The Pentagon’s Defense Advanced Research Projects Agency is putting its money where its mouth is.
The agency has begun a contest with a top prize of $100,000 for creators that can come up with new ideas for the development of drones, according to program manager Jim McCormick.
The competition for a drone called the UAVForge is open to individuals, such as scientists, engineers or aircraft hobbyists, as well as to teams of contestants.
The task is to come up with ideas for a small, silent aircraft that could be controlled from two miles away and monitor people or cars in an urban area for up to two hours while sending back still photos or video.
The competition was first announced last spring and has generated ideas from 93 teams, McCormick said.
The team that wins the contest after a multistage winnowing process will join with a DARPA-chosen defense manufacturer to fabricate 15 of its drones. The aircraft will be used by the military services and in a 2012 operational exercise, probably overseas.
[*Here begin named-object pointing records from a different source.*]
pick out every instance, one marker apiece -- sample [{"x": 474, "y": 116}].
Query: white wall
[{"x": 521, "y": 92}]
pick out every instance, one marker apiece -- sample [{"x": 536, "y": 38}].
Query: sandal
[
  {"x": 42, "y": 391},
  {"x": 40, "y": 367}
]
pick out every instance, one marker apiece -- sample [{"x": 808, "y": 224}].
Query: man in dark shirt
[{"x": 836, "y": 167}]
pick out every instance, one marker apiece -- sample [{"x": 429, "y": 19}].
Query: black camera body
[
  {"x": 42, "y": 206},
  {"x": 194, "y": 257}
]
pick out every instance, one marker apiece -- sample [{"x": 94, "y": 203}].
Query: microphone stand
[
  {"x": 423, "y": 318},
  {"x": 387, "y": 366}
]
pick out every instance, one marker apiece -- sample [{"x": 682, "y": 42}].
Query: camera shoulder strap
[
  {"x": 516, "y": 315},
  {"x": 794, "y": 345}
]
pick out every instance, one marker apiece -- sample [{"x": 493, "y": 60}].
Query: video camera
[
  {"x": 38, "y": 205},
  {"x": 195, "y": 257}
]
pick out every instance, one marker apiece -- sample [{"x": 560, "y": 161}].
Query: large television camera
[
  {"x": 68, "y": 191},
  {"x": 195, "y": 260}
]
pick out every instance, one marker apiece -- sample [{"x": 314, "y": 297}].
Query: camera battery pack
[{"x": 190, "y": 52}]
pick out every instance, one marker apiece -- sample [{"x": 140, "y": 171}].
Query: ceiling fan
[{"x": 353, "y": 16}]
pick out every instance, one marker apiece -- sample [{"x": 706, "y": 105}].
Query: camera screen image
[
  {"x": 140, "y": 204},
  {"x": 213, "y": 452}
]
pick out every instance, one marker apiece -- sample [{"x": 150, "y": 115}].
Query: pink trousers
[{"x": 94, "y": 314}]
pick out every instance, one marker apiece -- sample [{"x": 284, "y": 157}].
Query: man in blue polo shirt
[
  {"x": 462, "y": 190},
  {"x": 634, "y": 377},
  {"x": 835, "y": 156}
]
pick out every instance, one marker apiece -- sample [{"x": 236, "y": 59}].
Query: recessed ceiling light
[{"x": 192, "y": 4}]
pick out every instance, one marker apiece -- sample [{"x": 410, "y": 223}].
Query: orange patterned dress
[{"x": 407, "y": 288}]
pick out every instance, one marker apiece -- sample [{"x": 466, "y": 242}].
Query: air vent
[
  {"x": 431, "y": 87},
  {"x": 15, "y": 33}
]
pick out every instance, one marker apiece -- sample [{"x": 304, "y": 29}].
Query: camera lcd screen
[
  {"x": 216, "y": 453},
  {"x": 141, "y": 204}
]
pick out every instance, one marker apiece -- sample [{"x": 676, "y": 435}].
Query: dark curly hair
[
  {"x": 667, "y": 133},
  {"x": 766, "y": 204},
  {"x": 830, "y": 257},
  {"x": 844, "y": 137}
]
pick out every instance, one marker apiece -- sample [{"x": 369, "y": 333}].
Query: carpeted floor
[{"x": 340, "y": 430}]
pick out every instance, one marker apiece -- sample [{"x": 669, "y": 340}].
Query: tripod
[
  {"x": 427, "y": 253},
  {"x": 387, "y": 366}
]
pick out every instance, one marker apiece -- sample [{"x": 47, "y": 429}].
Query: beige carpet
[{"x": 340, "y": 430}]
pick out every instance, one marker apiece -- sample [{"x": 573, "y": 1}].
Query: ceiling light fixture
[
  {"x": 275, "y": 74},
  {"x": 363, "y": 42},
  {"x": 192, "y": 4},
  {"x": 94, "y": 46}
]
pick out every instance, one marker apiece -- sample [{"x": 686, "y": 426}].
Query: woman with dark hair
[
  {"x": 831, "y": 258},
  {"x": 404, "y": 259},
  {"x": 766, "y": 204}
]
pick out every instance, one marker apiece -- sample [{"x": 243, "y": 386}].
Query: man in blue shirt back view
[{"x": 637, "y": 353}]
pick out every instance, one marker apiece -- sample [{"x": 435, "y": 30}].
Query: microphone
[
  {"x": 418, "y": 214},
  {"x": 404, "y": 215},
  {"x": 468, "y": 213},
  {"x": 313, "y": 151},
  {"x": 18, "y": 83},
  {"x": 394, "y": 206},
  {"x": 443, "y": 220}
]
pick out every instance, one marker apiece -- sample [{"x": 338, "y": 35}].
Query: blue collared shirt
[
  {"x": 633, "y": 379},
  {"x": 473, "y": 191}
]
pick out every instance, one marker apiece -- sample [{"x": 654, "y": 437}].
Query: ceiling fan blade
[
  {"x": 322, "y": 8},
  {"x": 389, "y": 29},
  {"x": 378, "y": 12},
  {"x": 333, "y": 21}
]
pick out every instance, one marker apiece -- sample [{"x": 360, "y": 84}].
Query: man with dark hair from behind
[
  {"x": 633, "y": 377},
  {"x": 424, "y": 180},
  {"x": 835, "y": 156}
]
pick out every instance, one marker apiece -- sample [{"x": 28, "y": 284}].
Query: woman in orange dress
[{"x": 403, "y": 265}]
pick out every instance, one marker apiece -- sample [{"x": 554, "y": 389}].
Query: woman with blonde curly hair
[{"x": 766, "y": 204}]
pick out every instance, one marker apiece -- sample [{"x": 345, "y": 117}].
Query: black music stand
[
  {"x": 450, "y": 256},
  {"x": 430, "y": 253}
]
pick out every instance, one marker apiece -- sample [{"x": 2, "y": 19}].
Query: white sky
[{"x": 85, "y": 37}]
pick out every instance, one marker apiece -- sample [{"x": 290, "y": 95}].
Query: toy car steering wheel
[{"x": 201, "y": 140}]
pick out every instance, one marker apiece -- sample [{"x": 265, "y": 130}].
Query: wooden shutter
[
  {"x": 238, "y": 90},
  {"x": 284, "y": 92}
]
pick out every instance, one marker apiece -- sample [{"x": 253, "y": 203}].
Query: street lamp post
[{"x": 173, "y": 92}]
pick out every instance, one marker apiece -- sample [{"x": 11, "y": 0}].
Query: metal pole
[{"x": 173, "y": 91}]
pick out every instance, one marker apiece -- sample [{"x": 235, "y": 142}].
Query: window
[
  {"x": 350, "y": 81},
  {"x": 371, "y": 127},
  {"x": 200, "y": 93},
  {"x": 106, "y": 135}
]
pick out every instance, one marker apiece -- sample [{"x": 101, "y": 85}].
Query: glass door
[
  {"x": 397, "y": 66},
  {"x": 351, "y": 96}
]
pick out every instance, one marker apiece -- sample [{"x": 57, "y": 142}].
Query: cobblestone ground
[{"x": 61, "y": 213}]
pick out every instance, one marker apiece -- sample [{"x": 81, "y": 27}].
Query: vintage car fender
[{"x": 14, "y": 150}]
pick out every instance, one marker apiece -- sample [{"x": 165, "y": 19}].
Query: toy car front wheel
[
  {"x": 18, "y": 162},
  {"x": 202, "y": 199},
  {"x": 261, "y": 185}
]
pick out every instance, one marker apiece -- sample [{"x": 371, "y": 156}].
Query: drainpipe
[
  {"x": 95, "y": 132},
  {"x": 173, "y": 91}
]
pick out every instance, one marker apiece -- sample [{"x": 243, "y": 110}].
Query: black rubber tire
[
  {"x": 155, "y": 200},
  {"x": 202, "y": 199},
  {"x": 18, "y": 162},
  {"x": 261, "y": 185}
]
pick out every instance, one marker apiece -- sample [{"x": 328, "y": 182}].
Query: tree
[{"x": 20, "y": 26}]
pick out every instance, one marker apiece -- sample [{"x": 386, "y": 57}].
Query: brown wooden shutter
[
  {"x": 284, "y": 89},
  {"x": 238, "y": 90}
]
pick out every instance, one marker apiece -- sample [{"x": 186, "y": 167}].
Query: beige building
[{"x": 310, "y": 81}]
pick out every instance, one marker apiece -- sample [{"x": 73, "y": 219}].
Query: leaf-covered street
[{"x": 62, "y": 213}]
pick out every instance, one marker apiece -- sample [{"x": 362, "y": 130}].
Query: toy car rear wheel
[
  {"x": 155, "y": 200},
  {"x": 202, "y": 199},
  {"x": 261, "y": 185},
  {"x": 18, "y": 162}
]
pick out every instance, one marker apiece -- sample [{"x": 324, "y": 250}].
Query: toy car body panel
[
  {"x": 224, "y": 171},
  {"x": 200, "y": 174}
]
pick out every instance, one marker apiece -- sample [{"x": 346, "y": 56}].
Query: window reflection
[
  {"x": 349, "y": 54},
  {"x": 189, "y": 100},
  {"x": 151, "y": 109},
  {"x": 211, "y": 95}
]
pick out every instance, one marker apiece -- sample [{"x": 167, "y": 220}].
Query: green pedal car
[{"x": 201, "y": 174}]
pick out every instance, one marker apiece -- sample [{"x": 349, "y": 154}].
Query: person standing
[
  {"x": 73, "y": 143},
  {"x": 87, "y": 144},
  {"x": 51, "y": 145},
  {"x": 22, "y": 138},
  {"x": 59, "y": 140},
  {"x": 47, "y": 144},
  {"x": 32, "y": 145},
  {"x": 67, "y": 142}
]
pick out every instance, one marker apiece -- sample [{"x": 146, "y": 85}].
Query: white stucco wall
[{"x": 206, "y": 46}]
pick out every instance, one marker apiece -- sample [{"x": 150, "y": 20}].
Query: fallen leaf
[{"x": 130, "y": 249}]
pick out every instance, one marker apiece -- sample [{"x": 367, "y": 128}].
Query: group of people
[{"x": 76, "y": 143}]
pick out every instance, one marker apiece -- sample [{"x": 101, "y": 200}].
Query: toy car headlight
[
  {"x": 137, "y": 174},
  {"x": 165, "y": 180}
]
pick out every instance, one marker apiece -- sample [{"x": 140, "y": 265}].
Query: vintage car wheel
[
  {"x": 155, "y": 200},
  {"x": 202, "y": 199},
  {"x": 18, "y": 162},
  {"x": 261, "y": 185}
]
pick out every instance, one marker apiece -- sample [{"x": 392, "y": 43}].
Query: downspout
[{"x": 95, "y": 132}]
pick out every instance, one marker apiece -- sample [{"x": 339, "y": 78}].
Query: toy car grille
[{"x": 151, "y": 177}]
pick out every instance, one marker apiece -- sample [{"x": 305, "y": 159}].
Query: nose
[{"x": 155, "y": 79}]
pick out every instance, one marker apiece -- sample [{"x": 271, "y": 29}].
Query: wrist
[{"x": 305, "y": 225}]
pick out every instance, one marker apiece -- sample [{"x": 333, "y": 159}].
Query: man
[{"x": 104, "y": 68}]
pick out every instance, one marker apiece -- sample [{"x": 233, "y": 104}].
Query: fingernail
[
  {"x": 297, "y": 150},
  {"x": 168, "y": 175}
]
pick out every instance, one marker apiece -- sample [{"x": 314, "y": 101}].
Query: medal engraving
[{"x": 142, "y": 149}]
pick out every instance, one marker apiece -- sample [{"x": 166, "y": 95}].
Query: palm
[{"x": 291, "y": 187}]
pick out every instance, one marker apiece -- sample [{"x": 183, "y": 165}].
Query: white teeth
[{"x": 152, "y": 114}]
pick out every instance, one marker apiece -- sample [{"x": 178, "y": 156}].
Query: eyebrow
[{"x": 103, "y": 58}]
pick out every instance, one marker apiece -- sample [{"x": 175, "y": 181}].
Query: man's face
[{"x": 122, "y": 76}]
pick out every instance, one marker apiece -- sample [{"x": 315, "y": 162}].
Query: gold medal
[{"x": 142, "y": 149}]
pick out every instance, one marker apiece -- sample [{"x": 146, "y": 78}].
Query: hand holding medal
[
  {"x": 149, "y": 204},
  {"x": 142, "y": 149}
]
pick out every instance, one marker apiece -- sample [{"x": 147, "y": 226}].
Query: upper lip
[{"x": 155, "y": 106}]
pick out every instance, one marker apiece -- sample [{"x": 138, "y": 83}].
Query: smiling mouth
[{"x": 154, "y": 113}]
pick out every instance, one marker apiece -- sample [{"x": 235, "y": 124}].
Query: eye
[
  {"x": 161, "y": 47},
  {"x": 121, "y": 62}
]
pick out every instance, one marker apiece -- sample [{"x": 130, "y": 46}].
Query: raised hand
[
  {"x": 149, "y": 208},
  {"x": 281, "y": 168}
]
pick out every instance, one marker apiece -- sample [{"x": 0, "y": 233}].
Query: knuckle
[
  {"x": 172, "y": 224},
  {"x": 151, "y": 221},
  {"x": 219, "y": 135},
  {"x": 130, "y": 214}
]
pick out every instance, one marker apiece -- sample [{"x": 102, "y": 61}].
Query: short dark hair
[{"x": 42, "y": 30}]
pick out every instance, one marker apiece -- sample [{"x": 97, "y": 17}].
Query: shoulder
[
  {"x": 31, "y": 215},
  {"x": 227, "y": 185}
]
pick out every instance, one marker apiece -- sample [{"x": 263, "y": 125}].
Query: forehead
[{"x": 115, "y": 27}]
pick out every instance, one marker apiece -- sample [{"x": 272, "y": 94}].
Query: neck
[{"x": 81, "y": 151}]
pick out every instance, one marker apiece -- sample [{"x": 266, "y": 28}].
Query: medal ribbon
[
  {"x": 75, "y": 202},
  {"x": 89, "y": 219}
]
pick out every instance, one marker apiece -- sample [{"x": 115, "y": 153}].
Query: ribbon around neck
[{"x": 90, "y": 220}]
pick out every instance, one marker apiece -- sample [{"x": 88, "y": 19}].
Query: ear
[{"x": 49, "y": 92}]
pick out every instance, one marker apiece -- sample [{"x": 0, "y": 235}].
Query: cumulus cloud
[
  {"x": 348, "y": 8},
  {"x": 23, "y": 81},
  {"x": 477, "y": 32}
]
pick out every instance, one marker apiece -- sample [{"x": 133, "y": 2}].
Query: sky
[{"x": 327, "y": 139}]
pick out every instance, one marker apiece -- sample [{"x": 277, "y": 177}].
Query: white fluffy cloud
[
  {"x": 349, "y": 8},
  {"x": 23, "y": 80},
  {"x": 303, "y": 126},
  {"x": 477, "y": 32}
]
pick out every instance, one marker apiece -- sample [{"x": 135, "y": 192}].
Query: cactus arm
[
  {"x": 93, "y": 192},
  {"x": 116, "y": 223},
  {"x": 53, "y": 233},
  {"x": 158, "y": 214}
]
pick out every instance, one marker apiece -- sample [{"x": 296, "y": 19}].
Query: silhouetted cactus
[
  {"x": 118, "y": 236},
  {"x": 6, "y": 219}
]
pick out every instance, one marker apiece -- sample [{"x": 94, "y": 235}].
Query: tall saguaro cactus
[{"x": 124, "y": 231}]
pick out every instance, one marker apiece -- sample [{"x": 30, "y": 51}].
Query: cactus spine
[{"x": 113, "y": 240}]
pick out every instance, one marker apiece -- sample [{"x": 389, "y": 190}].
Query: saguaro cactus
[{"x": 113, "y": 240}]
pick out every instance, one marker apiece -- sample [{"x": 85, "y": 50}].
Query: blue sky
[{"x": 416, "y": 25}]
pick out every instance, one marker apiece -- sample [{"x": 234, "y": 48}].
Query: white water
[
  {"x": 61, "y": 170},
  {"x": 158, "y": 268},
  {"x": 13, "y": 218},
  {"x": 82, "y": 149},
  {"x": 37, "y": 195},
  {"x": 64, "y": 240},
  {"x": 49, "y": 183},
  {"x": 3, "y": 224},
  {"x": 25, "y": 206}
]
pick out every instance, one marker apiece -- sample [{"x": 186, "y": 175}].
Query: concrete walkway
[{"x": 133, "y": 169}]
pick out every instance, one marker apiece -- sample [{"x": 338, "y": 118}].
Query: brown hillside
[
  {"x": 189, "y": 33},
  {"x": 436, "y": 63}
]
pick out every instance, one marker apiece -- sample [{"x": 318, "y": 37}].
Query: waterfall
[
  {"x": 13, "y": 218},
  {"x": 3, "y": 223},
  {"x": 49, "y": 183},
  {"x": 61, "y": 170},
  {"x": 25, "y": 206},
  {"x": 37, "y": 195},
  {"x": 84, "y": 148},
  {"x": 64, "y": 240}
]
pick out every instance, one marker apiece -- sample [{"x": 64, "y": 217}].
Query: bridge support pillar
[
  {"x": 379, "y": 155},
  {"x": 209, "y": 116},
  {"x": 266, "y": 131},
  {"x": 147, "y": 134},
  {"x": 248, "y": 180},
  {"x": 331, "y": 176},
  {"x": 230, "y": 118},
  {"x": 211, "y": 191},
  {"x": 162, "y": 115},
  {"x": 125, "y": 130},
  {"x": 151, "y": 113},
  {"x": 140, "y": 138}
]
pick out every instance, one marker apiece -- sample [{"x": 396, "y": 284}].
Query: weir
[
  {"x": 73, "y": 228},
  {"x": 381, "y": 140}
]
McCormick said there was “no guaranteed success” in using this approach. He said DARPA has already been experimenting with promising prototypes from Defense Department contractors that proved the feasibility of the concept. But he said the prototypes being tested were too costly to produce and too difficult to operate.
The U.S. Army‘s 4.2-pound Raven is said to cost $25,000 apiece and to be able to fly for 80 minutes. A drone called the Wasp, which has a two-foot wingspan and weighs 14 pounds when loaded, is said to have cost more than $40,000 apiece four years ago.